Минут через тридцать, а может и больше, определить время было тяжело, а часов я не имел, опять немного отпустило. Я поерзал в кресле, стараясь не трясти лишний раз головой, и принялся внимательно себя изучать. Пока я лежал без движения и, закрыв глаза, я старался прислушиваться сам к себе. Несмотря на нынешнее поганое самочувствие, чувствовал я себя намного лучше, чем обычно… Вот такой вот парадоксальный парадокс! Во-первых, куда-то подевалась моя туберкулезная отдышка и тяжкая боль в груди. Да я даже не кашлянул ни разу после того, как пришел в себя! Хотите сказать, и он сам собою рассосался? Чего-то я еще ни разу не слышал случаев об чудесных исцелениях на последней стадии чахотки! Проще себе все легкие с кровью выхаркать, чтобы только кашель немного унять… Во вторых: кожа на моих нынешних руках подозрительно чистая, без привычных пигментных пятен и татуировок-портаков с полным набором моих «послужных ксив»[1], гладкая и упругая, по сравнению со старыми корявыми клешнями, полностью испещренными сеткой глубоких морщин.
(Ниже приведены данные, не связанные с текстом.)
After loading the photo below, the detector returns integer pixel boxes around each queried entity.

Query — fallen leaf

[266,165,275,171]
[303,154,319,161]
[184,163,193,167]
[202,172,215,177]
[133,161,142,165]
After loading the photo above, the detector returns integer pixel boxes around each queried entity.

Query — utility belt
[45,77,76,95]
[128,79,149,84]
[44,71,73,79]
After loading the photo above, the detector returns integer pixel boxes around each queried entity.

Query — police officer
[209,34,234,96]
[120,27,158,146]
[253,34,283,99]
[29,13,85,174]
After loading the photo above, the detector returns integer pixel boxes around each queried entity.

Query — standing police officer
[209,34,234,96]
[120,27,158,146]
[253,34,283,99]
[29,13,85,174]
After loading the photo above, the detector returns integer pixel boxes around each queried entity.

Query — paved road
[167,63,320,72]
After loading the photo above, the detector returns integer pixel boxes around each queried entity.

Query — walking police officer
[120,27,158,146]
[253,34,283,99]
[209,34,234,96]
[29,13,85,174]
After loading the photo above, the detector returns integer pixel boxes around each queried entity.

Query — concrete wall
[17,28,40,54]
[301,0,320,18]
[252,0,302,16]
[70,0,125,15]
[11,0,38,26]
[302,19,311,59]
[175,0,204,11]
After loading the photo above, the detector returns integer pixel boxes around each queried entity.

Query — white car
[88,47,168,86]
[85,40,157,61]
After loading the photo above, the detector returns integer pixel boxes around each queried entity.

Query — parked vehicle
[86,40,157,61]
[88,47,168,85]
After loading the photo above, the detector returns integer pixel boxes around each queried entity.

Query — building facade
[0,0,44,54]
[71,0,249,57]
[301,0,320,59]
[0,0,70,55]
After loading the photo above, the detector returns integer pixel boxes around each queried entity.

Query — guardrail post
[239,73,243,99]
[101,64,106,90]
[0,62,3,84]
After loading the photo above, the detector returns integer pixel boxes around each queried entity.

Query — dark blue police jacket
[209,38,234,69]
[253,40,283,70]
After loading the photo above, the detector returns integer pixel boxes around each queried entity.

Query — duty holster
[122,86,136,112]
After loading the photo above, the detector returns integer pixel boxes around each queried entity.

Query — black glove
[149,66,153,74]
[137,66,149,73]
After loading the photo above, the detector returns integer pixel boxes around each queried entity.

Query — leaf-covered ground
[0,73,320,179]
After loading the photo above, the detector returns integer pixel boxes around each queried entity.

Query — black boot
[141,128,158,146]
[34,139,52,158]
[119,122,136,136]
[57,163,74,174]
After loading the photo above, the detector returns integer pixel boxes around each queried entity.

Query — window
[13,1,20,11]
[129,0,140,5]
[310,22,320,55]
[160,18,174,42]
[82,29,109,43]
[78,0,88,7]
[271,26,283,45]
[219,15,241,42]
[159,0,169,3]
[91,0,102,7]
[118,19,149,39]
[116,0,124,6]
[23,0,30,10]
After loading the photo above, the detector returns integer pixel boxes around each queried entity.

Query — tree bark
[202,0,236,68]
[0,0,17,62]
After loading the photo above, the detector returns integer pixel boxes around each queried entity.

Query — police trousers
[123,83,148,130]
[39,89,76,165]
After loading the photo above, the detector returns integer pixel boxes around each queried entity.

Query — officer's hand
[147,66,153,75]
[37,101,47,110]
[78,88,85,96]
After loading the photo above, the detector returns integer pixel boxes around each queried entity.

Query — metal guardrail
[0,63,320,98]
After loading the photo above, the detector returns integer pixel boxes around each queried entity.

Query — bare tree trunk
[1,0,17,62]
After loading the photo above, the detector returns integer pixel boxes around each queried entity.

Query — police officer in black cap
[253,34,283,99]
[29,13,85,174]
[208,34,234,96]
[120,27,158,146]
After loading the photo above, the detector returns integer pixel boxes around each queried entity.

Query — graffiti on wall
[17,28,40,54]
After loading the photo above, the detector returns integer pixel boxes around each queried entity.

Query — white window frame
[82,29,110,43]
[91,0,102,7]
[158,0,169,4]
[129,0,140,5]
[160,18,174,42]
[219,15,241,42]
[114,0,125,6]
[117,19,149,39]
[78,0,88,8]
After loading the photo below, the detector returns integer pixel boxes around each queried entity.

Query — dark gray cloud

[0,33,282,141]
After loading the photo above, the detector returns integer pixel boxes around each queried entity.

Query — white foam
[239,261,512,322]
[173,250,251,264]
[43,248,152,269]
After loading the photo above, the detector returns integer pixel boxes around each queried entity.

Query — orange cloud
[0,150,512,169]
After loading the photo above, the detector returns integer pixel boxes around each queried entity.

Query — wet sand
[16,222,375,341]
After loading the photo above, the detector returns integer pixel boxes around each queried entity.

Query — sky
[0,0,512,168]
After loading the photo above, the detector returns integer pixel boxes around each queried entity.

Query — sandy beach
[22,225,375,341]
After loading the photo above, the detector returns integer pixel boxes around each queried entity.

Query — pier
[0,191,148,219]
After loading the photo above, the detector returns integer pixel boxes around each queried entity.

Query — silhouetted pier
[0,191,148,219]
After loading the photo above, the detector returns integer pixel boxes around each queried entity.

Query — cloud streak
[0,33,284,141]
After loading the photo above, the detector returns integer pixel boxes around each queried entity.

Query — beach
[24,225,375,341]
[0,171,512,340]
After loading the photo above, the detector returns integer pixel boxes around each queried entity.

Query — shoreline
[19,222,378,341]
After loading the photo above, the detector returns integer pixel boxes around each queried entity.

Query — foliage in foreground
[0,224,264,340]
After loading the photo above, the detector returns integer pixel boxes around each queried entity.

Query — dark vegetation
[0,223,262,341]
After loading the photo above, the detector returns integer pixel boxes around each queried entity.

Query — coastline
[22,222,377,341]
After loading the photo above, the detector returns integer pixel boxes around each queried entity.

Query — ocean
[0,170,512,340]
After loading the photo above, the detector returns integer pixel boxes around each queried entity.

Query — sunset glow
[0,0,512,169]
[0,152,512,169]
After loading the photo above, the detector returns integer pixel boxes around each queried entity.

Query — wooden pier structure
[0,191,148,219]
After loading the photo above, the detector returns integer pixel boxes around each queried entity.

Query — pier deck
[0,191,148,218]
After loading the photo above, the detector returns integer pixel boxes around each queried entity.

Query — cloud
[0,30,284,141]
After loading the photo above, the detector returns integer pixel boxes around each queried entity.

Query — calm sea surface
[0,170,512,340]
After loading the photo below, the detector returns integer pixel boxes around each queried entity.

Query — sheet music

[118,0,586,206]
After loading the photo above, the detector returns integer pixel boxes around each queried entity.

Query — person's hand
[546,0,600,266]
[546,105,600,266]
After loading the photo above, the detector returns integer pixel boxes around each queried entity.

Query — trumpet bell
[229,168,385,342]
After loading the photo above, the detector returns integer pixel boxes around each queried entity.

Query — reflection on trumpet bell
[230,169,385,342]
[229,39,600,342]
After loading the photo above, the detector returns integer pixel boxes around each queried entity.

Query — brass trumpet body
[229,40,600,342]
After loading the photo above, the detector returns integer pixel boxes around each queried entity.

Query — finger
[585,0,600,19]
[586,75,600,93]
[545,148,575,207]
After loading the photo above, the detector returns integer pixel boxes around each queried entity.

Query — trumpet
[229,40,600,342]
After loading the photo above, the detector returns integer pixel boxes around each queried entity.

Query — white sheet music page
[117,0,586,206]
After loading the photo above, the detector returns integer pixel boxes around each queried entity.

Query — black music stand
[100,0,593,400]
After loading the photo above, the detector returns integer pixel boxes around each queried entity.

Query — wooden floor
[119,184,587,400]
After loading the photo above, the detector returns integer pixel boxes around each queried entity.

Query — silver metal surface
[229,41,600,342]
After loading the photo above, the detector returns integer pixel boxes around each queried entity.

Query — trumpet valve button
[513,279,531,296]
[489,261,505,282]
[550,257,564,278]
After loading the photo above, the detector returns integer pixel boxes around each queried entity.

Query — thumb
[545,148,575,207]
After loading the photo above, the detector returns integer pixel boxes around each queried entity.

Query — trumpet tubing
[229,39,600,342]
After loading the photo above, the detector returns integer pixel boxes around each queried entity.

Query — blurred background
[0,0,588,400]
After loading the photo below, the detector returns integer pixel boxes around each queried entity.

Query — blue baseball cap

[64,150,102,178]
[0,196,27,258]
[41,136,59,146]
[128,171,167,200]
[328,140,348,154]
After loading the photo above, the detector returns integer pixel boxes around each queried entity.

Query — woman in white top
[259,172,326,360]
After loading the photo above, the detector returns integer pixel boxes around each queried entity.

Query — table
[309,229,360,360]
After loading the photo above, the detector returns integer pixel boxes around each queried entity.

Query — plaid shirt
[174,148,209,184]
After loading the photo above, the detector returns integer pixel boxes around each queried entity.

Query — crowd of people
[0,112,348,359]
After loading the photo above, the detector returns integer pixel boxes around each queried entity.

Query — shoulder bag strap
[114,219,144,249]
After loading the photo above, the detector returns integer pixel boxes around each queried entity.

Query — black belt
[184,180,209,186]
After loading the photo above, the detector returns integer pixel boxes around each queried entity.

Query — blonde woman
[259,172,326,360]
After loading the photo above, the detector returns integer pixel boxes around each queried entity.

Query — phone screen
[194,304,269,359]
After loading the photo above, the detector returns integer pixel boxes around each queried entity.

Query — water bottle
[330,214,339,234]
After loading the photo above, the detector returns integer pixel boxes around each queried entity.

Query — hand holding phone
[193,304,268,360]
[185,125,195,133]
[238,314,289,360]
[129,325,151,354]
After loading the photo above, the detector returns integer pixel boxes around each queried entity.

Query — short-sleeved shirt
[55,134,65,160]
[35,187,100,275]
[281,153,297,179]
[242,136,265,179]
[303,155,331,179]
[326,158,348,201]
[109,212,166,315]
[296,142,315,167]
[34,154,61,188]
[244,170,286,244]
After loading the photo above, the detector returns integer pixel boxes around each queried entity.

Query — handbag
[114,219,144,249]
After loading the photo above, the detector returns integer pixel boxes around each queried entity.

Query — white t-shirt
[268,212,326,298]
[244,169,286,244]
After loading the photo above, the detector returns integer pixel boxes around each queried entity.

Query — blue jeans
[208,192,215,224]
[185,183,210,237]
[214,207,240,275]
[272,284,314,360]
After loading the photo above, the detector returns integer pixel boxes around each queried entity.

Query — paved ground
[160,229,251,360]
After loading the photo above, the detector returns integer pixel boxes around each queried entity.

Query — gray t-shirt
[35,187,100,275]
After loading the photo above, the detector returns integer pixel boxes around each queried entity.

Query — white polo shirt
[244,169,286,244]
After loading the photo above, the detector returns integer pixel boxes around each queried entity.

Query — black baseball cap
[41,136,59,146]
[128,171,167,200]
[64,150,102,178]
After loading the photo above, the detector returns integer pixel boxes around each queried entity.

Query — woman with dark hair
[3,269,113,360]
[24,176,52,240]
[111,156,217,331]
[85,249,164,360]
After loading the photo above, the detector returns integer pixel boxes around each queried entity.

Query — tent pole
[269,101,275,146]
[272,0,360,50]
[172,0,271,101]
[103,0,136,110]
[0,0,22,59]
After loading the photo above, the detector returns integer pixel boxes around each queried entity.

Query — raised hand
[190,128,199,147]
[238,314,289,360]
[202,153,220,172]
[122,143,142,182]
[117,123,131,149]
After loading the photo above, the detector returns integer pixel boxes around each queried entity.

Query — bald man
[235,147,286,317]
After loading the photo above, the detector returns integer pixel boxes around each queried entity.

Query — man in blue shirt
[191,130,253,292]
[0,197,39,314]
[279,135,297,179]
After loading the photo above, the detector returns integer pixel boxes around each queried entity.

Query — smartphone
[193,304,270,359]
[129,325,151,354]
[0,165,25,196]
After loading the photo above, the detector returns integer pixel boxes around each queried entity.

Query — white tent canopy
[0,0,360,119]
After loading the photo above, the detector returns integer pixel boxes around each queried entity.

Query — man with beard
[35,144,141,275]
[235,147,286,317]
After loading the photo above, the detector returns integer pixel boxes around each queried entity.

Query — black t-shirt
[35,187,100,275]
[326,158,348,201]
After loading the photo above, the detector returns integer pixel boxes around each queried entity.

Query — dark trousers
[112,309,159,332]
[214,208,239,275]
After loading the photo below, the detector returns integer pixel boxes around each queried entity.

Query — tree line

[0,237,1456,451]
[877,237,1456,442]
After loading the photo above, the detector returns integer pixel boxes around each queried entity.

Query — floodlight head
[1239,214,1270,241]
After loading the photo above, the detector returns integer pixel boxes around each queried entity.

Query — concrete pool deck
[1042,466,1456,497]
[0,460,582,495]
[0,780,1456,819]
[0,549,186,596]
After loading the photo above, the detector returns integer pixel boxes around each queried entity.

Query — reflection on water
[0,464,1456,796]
Да и сами руки не мои! Куда подевались распухшие от артрита суставы, поставившие крест на моей профессиональной деятельности? Да и форма ладоней явно не та, хотя пальцы рабочие: не грубые, длинные и цепкие. Если с ними как следует позаниматься, может и неплохой щипач[2] со временем получиться…

— Бред какой-то! — вслух произнес я, прислушиваясь и не узнавая собственного голоса. Хоть любой человек особо не воспринимает собственный голос, но такую существенную разницу, да не уловить… — Поздравляю, дядя — похоже, вальты[3] капитально накрыли Семена Метлу! — Мой новый голос звучал куда как «выше» и моложе, чем основательно пропитый и прокуренный голос больного туберкулезом престарелого законника.

Когда боль в очередной раз немного умерила свои аппетиты, мне удалось более пристально рассмотреть себя… Вернее тело, в котором я оказался каким-то странным и неестественным образом. Поначалу я думал, что может быть и, вправду, помолодел? Но, нет — эта тушка точно не моя! Даже цвет волос на голове, когда они у меня еще были — не мой. В юности они у меня были русыми, не слишком жесткими и слегка вьющимися, а здесь — прямой и темный волос. Однозначно мимо!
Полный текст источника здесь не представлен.